Hell, I was halfway convinced. She was good. But Sinclair looked away and shook his head again. A few scraps of wallpaper floated to the paving stones. “Maybe God draws straight using crooked lines, but I don’t believe people do. At least not our mother.”


“You never gave it a fair—”


“She put a love spell on our father, Emmy!” he shouted at her. “He hated everything she stood for! He never wanted anything to do with her!”


Ohh-kay. I was definitely in the thick of some serious family issues now. Ordinarily, I would have beat a discreet retreat, but I’d instigated this confrontation and my authority was still on the line.


“It’s a path of balance,” Emmeline said defiantly. “You know that!
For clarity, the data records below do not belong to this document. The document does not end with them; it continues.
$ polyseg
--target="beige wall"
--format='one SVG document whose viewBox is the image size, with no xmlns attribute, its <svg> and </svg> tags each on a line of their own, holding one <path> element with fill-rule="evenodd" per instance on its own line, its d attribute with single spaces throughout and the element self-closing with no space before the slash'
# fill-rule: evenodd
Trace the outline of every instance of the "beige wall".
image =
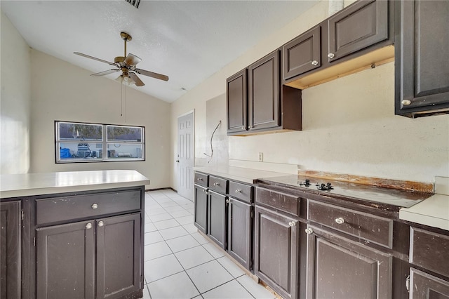
<svg viewBox="0 0 449 299">
<path fill-rule="evenodd" d="M 210 130 L 206 128 L 206 101 L 221 95 L 221 107 L 226 109 L 226 78 L 327 17 L 327 1 L 319 3 L 173 102 L 172 157 L 177 115 L 195 109 L 195 157 L 201 157 Z M 420 182 L 449 176 L 449 115 L 395 116 L 394 92 L 393 62 L 304 90 L 302 131 L 229 137 L 229 158 L 257 161 L 262 152 L 264 161 L 297 164 L 302 169 Z M 171 165 L 175 188 L 175 166 Z"/>
<path fill-rule="evenodd" d="M 120 84 L 42 52 L 32 51 L 30 172 L 135 169 L 151 180 L 147 189 L 170 186 L 170 105 L 126 88 L 121 117 Z M 54 121 L 145 126 L 146 161 L 56 164 Z"/>
<path fill-rule="evenodd" d="M 3 12 L 0 173 L 26 173 L 29 168 L 30 48 Z"/>
</svg>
You’ve got to take the dark with the light. But you know what you can’t do? Turn your back on it. And that’s what you imagine you’ve done.”


“Yeah, I did,” he said. “By choice, when I became a man.”


Now she shook her head. “It will find you, Sinclair. How do you think you ended up here?” She pointed at me. “With that?”


“Hey!” I protested.


His shoulders tensed. “Leave Daisy out of it. You’ve done enough to her already.”


Dear Emmy laughed. “Oh, that little charm?” she said in a dismissive tone. “That was nothing. Just a friendly warning that I mean business.”


Some warning. My tail twitched in the confines of my jeans. “I think we’ve gotten a little off track here,” I said to her, my hand resting casually on dauda-dagr’s hilt. “This is my friendly warning that I mean business. You have twenty-four hours to leave Pemkowet voluntarily. If you don’t, I’ll have you escorted outside the boundaries of Hel’s territory.”


She gave me a long, appraising glance.